Charles Darwin, one of the most important figures in the history of science, was born on February 12th 1809 (he shares a birthday with 16th US President, Abraham Lincoln) in Shrewsbury, Shropshire, England. He was the grandson (on his father’s side of the family) of Erasmus Darwin, a famous natural philosopher, and also of Josiah Wedgwood (on his mother’s side of the same), who is of course known for the industrialization of the production of pottery.

Darwin spent the year of 1825 as an apprentice doctor with his father, and was subsequently sent to the Edinburgh University to study medicine. Darwin however neglected his medical studies, disliking surgery and finding lectures to be boring – instead his time at Edinburgh awakened an interested in him in taxonomy (the classification of living things) and marine environments. In 1828, Darwin was sent to Cambridge with the intention of studying for a Bachelor of Arts with the long term aim of becoming an Anglican parson – Darwin however found himself more interested in beetle collecting, botany, geology and natural philosophy.

Perhaps the key event of Darwin’s life was a five year voyage around the world on the ship HMS Beagle. This voyage took place between 1831 and 1836, and while the ship’s primary mission was to survey and chart coasts, Darwin was able to study the geology of areas visited, and amass a vast collection of natural history specimens.

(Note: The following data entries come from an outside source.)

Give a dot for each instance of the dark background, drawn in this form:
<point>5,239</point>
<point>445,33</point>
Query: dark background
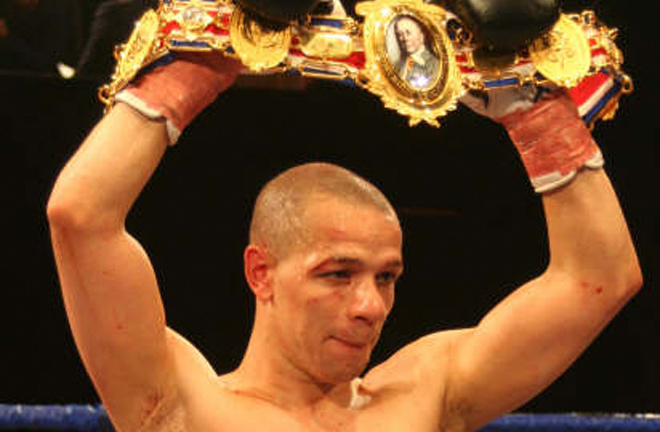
<point>474,230</point>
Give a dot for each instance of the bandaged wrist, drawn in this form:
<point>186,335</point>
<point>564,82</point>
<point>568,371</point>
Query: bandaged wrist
<point>553,141</point>
<point>178,90</point>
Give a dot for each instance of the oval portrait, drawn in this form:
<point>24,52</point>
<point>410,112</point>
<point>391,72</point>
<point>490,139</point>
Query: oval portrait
<point>411,53</point>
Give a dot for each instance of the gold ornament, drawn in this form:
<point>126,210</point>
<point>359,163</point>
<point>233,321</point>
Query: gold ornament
<point>421,82</point>
<point>134,55</point>
<point>563,54</point>
<point>257,47</point>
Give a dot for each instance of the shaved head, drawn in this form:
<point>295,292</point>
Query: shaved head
<point>278,219</point>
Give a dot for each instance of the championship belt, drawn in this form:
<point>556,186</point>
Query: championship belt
<point>417,57</point>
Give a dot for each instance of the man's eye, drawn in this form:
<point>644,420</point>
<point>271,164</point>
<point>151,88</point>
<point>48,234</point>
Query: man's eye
<point>385,278</point>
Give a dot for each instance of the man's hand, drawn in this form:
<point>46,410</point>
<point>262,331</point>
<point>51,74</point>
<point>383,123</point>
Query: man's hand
<point>179,90</point>
<point>546,129</point>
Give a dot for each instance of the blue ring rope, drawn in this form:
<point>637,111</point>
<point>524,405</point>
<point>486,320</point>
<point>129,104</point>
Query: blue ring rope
<point>93,418</point>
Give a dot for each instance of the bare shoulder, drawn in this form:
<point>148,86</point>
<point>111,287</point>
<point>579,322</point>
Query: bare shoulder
<point>413,383</point>
<point>427,355</point>
<point>195,381</point>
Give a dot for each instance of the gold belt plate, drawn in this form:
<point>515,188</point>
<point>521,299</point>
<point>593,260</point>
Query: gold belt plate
<point>562,55</point>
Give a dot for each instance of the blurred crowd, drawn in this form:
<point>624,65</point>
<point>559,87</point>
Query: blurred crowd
<point>65,37</point>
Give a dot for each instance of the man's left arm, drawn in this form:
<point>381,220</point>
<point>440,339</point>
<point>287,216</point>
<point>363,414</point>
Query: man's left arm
<point>534,335</point>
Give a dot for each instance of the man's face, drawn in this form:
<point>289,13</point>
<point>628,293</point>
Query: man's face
<point>410,35</point>
<point>331,298</point>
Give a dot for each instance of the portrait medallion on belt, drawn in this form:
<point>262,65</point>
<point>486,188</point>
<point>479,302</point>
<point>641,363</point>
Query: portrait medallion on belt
<point>410,60</point>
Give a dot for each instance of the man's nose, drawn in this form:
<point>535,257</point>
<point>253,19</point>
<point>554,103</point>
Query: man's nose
<point>368,303</point>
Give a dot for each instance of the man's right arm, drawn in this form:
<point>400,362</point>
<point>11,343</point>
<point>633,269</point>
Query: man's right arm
<point>110,290</point>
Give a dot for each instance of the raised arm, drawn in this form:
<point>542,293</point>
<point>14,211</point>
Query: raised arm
<point>109,287</point>
<point>532,337</point>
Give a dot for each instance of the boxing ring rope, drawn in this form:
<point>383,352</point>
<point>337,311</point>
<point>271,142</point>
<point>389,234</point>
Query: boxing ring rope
<point>93,418</point>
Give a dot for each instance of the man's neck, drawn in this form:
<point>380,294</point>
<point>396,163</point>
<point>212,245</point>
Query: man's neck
<point>265,375</point>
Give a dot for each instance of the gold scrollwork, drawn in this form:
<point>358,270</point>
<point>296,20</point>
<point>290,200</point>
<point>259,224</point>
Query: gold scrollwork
<point>257,47</point>
<point>410,61</point>
<point>562,55</point>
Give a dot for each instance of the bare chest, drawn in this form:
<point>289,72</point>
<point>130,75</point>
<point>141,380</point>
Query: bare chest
<point>237,416</point>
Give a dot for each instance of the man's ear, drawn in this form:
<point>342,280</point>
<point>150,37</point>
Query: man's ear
<point>258,266</point>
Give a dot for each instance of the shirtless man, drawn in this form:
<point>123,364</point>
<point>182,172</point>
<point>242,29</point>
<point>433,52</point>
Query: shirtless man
<point>323,259</point>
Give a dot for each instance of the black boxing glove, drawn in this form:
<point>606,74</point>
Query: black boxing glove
<point>277,12</point>
<point>505,25</point>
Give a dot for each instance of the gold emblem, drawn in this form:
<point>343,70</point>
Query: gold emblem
<point>326,45</point>
<point>563,54</point>
<point>132,56</point>
<point>409,59</point>
<point>257,47</point>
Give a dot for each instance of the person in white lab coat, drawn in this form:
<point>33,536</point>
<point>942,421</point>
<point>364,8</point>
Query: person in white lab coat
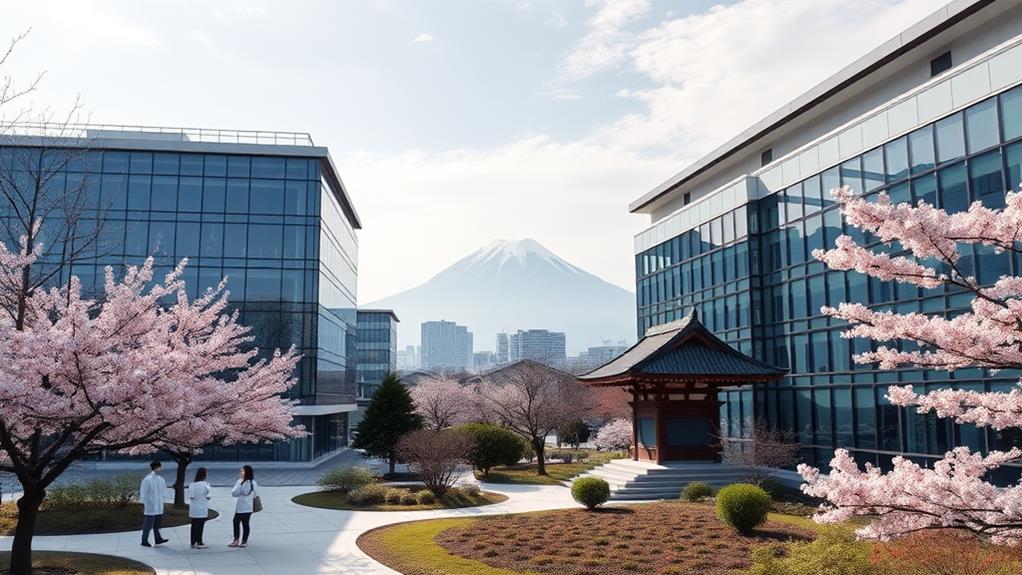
<point>198,507</point>
<point>151,494</point>
<point>245,489</point>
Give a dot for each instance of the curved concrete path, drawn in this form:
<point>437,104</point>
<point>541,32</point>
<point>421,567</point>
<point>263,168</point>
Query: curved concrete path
<point>288,538</point>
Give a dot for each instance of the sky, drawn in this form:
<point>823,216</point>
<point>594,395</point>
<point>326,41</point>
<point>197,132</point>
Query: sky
<point>457,123</point>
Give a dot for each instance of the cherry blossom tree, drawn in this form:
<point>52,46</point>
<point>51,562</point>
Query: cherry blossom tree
<point>616,434</point>
<point>928,254</point>
<point>444,402</point>
<point>139,370</point>
<point>532,400</point>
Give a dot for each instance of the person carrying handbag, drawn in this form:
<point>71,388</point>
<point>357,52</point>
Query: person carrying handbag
<point>247,501</point>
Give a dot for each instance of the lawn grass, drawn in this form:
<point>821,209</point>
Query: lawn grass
<point>454,499</point>
<point>91,519</point>
<point>650,538</point>
<point>556,472</point>
<point>80,564</point>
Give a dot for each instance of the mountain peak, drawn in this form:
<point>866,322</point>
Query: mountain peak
<point>502,252</point>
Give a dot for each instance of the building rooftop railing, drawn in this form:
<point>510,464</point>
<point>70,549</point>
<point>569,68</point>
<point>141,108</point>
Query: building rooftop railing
<point>123,131</point>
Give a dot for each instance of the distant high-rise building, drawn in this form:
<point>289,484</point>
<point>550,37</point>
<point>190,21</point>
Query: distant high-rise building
<point>482,361</point>
<point>376,341</point>
<point>446,345</point>
<point>408,358</point>
<point>540,345</point>
<point>503,354</point>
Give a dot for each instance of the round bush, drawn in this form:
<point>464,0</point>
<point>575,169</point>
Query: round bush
<point>591,491</point>
<point>697,490</point>
<point>345,479</point>
<point>742,506</point>
<point>368,494</point>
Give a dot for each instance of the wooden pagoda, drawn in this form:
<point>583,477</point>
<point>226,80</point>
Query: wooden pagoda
<point>674,374</point>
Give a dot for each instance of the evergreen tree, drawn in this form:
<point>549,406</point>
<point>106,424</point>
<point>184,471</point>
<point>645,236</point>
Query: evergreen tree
<point>389,415</point>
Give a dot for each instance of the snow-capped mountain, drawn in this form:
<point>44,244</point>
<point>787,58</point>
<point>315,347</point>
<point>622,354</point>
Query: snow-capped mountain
<point>511,285</point>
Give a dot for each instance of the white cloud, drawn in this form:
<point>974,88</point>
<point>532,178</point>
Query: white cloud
<point>607,42</point>
<point>199,36</point>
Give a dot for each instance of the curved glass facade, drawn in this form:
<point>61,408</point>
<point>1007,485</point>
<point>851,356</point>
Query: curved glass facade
<point>751,276</point>
<point>271,225</point>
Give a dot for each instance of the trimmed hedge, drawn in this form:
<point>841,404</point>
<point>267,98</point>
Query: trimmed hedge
<point>742,506</point>
<point>591,491</point>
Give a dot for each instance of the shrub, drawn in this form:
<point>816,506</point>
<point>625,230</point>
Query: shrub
<point>573,433</point>
<point>591,491</point>
<point>434,457</point>
<point>742,506</point>
<point>346,479</point>
<point>368,494</point>
<point>835,552</point>
<point>943,552</point>
<point>492,445</point>
<point>697,490</point>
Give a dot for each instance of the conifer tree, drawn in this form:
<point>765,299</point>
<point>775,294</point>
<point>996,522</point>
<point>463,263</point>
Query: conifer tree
<point>389,416</point>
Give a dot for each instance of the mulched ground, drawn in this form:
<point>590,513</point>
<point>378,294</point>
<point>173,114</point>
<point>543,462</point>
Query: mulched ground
<point>658,538</point>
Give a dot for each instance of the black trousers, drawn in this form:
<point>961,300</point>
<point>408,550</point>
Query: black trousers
<point>241,521</point>
<point>197,526</point>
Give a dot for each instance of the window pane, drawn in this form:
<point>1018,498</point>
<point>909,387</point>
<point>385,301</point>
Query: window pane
<point>165,193</point>
<point>1011,112</point>
<point>981,126</point>
<point>954,195</point>
<point>950,139</point>
<point>921,149</point>
<point>873,169</point>
<point>896,153</point>
<point>925,189</point>
<point>190,194</point>
<point>265,240</point>
<point>984,180</point>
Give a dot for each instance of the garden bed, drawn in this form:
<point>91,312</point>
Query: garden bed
<point>557,473</point>
<point>91,518</point>
<point>61,563</point>
<point>655,538</point>
<point>453,499</point>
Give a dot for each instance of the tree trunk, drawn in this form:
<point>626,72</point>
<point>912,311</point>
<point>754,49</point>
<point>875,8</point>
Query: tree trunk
<point>539,446</point>
<point>28,514</point>
<point>179,481</point>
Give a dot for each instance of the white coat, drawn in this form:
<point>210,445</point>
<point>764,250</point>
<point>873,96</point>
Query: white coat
<point>151,494</point>
<point>198,499</point>
<point>244,493</point>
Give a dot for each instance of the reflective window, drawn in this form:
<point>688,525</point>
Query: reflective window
<point>950,138</point>
<point>1011,113</point>
<point>921,149</point>
<point>981,126</point>
<point>896,155</point>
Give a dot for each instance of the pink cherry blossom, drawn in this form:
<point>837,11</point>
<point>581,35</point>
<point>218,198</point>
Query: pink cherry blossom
<point>953,492</point>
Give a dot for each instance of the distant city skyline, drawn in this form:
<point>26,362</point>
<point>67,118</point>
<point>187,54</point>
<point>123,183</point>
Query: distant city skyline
<point>605,100</point>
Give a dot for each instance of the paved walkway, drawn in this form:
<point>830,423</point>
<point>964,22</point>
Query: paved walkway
<point>287,538</point>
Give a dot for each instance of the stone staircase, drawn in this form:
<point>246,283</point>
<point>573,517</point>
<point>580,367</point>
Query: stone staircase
<point>647,481</point>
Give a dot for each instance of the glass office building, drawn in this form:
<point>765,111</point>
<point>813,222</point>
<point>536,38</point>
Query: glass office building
<point>740,254</point>
<point>270,214</point>
<point>377,348</point>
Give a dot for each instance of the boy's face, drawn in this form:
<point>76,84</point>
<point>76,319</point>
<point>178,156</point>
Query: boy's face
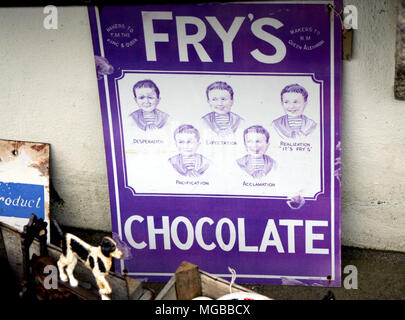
<point>146,99</point>
<point>256,143</point>
<point>293,104</point>
<point>220,101</point>
<point>187,143</point>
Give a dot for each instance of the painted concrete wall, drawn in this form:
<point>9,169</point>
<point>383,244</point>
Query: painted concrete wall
<point>48,93</point>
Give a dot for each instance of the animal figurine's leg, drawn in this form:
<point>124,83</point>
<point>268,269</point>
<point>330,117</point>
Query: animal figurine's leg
<point>69,270</point>
<point>62,262</point>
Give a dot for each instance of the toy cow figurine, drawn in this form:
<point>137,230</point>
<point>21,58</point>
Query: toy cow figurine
<point>97,259</point>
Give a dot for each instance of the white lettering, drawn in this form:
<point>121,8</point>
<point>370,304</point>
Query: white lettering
<point>310,236</point>
<point>150,36</point>
<point>128,232</point>
<point>291,224</point>
<point>199,233</point>
<point>257,30</point>
<point>184,40</point>
<point>190,233</point>
<point>227,37</point>
<point>242,238</point>
<point>152,232</point>
<point>271,230</point>
<point>232,234</point>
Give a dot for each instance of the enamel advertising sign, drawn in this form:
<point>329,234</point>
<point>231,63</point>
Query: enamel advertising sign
<point>222,135</point>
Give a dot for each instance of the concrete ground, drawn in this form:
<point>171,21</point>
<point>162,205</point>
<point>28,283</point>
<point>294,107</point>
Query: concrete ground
<point>381,276</point>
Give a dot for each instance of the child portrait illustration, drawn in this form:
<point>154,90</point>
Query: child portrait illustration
<point>294,124</point>
<point>256,163</point>
<point>220,99</point>
<point>188,162</point>
<point>147,97</point>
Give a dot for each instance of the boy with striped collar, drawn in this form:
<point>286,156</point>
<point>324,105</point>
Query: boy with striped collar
<point>256,163</point>
<point>188,162</point>
<point>294,99</point>
<point>147,97</point>
<point>221,120</point>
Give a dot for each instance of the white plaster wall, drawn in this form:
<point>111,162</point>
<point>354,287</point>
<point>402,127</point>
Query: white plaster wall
<point>48,93</point>
<point>373,134</point>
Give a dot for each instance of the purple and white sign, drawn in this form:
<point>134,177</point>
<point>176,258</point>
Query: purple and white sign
<point>222,135</point>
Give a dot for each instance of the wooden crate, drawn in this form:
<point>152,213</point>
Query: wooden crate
<point>189,282</point>
<point>124,288</point>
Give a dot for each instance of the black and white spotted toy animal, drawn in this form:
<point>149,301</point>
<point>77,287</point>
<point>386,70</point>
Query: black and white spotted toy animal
<point>97,259</point>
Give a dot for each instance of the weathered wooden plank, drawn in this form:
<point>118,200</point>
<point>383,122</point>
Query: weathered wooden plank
<point>215,287</point>
<point>188,281</point>
<point>169,290</point>
<point>211,286</point>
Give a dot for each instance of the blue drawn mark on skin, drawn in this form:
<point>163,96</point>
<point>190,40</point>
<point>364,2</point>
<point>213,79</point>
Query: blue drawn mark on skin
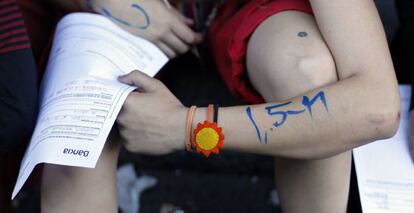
<point>308,103</point>
<point>147,23</point>
<point>108,14</point>
<point>284,114</point>
<point>147,19</point>
<point>250,115</point>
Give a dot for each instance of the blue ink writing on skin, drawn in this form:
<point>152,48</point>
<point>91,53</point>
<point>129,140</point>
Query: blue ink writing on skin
<point>309,103</point>
<point>284,114</point>
<point>147,23</point>
<point>273,110</point>
<point>250,115</point>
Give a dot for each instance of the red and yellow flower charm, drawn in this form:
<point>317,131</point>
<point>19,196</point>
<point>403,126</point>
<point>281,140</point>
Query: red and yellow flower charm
<point>208,138</point>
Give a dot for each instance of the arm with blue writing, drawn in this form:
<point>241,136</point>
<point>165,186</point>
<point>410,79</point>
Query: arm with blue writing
<point>150,19</point>
<point>361,107</point>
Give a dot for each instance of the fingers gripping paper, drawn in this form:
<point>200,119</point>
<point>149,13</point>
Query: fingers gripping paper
<point>80,95</point>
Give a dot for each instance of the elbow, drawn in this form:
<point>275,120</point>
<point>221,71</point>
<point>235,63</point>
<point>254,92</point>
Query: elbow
<point>389,126</point>
<point>384,117</point>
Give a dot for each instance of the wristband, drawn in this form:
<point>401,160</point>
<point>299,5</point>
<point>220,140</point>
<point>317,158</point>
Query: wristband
<point>189,126</point>
<point>208,136</point>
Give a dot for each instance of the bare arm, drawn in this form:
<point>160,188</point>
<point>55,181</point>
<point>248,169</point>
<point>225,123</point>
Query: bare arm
<point>149,19</point>
<point>362,107</point>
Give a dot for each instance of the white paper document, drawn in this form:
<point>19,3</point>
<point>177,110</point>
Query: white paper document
<point>385,171</point>
<point>80,96</point>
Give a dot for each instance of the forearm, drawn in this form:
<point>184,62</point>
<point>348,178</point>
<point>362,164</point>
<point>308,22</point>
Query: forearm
<point>357,111</point>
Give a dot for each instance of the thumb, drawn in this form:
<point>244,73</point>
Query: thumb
<point>139,79</point>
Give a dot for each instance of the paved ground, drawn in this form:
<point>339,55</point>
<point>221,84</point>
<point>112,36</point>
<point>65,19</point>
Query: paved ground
<point>231,182</point>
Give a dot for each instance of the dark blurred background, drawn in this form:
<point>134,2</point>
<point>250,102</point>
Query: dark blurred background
<point>230,182</point>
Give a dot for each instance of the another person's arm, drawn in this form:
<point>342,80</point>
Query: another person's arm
<point>150,19</point>
<point>406,16</point>
<point>362,107</point>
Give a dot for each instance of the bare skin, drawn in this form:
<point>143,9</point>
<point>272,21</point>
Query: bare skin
<point>343,54</point>
<point>305,64</point>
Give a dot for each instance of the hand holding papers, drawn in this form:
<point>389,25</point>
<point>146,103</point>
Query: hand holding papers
<point>80,94</point>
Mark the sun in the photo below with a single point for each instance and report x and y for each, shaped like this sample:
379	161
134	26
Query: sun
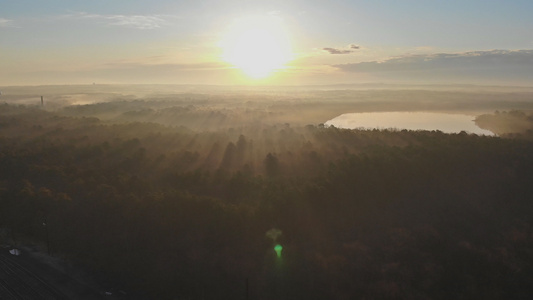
259	45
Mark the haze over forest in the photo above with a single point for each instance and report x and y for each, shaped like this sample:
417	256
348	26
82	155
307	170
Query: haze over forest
183	149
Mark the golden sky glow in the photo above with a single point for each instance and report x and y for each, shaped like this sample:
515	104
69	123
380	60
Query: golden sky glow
278	42
259	46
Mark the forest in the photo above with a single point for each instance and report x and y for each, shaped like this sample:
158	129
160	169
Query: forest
185	195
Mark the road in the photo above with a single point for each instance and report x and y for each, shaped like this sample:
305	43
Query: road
18	282
25	277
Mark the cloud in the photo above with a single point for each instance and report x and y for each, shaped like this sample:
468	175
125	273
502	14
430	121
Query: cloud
449	62
129	21
337	51
5	22
351	49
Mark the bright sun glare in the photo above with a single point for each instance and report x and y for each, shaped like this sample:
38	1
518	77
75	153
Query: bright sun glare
258	46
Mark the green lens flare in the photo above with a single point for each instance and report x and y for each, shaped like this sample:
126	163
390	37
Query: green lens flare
278	249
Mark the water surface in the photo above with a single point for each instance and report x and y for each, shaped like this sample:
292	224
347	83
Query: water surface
448	123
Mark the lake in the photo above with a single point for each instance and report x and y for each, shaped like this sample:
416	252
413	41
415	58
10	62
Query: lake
448	123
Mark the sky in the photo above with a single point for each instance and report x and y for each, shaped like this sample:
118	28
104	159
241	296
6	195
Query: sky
289	42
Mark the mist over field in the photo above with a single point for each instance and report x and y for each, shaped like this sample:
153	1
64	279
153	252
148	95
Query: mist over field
211	192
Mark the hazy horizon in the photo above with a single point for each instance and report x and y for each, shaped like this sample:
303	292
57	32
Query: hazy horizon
293	43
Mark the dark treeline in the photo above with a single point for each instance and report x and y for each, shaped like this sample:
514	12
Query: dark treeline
174	213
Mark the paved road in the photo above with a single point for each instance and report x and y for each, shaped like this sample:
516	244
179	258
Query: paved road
18	282
25	277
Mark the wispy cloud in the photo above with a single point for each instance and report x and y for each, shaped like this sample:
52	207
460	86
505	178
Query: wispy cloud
129	21
475	60
351	49
6	22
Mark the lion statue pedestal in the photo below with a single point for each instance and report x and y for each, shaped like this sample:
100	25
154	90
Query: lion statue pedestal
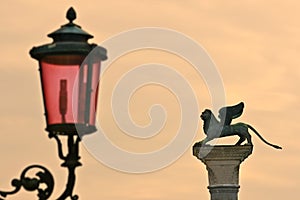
223	163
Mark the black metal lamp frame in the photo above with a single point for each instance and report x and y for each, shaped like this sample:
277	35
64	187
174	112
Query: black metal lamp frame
44	177
70	39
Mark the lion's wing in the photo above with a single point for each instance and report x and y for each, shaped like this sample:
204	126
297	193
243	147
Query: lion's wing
226	114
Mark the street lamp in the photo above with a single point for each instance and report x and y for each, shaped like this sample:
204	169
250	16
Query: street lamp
69	71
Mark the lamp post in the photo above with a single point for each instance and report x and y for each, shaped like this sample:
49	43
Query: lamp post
69	71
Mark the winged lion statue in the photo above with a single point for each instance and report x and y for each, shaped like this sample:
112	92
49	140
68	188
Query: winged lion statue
223	128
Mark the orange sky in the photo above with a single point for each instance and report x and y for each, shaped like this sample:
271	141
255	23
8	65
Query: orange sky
254	45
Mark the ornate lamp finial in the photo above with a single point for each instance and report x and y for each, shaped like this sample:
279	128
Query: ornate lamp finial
71	15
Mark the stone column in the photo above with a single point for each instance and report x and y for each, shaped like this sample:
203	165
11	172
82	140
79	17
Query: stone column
223	163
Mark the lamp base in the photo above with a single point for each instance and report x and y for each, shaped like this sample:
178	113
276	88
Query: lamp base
71	129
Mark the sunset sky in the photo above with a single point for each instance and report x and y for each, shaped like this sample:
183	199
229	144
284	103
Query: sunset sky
254	46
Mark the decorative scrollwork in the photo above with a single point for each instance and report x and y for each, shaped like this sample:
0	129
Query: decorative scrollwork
43	177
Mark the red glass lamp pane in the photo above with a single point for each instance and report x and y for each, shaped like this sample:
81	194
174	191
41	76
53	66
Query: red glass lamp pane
70	92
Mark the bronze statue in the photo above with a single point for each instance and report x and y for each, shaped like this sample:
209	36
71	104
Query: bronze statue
215	129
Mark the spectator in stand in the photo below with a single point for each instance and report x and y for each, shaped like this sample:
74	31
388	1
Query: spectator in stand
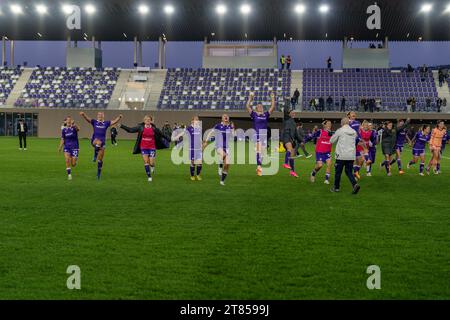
343	104
329	63
441	78
408	104
293	104
22	130
313	104
166	129
329	103
378	104
428	104
410	68
288	62
282	61
413	104
296	96
372	105
438	104
321	104
423	72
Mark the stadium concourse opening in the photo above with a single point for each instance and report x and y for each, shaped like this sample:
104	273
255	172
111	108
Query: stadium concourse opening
229	150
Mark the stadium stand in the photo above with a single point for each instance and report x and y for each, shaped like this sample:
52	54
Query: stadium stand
8	78
69	88
222	89
392	87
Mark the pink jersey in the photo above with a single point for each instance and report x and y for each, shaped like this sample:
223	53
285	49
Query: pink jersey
365	138
323	144
148	139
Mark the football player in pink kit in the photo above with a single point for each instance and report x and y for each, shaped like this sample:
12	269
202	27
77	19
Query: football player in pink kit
366	134
355	125
323	151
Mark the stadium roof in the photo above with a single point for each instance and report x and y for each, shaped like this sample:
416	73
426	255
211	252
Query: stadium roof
195	19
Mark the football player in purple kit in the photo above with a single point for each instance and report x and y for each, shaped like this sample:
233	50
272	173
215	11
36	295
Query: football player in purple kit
194	132
445	140
69	139
260	124
402	128
420	143
360	147
372	149
323	150
98	140
223	133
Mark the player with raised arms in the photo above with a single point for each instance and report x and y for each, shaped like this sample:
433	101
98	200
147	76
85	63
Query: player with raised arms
372	149
420	141
323	151
223	133
437	135
445	140
388	142
360	146
365	134
148	141
290	137
260	124
194	132
69	140
98	140
402	127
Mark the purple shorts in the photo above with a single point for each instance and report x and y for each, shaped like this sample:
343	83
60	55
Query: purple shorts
399	148
261	138
102	141
372	154
149	152
196	155
323	157
418	152
73	152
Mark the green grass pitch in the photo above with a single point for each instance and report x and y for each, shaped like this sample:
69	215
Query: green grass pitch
271	237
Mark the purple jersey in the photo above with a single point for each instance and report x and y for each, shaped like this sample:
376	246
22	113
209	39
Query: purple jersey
374	140
100	129
260	121
401	137
355	125
70	136
223	134
421	141
195	137
444	141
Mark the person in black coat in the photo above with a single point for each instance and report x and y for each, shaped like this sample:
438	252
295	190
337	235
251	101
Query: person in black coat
149	139
22	131
114	135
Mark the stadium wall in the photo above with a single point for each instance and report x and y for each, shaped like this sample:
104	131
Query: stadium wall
305	54
50	120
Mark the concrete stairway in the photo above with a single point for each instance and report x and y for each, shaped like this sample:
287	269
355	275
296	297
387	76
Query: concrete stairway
122	81
156	82
20	85
297	83
443	91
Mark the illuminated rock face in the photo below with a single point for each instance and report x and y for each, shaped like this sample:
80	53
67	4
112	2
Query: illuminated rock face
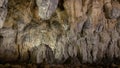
3	11
75	31
46	8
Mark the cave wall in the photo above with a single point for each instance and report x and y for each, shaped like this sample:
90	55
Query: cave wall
74	31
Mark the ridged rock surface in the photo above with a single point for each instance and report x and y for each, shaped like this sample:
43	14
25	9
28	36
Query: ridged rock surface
78	31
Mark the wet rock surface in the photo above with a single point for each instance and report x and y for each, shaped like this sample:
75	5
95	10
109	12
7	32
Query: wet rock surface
77	32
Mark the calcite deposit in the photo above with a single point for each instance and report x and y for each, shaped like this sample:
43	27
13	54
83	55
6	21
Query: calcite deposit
65	32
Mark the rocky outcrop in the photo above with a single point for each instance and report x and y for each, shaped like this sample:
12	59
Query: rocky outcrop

Darwin’s voyage on the Beagle, was probably the main inspiration for his later ideas. Of these, the most important, and the best known, was his theory of evolution by natural selection. Although, evolutionary ideas had been common since at least the 18th century, what Darwin was able to do was to describe the process (natural selection) by which evolution occurred, as well present overwhelming arguments and clear evidence of his position.

The struggle to survive

Taking Mockingbird as a source, Darwin applied his idea of life to nature: creatures multiply and, in struggle to survive and reproduce, those that flourish are the ones that are better adapted, that are born with some advantage, like a slightly harder beak for a Mockingbird. Their offspring inherit the trait and, little by little, it becomes more common and eventually turns into a robust beak with which some mockingbirds specialize in crushing seeds. And they continue to thrive and change for thousands of generations, ending up as a different species that can no longer mate with the primitive mockingbird, nor with another that has become specialized in eating insects.

Of course, both in Darwin’s lifetime and still today, many religious people found themselves unable to accept Darwin’s ideas. On the other hand, there are of course many religious people who did not find their faith to be an obstacle to consideration of evolutionary ideas.

Among the scientific community, the idea of evolution was soon almost universally accepted. Darwin’s proposed mechanism for evolution, namely natural selection took longer to be accepted, and was for a time one of only several competing evolutionary theories. By the 1930s however, Darwinian evolution by natural selection gradually emerged as the front-runner of the various evolutionary theories, especially when combined with Mendelian genetics, in what was known as the “modern synthesis”. Today, natural selection and Mendelian genetics together form the basic foundation of all modern biological sciences.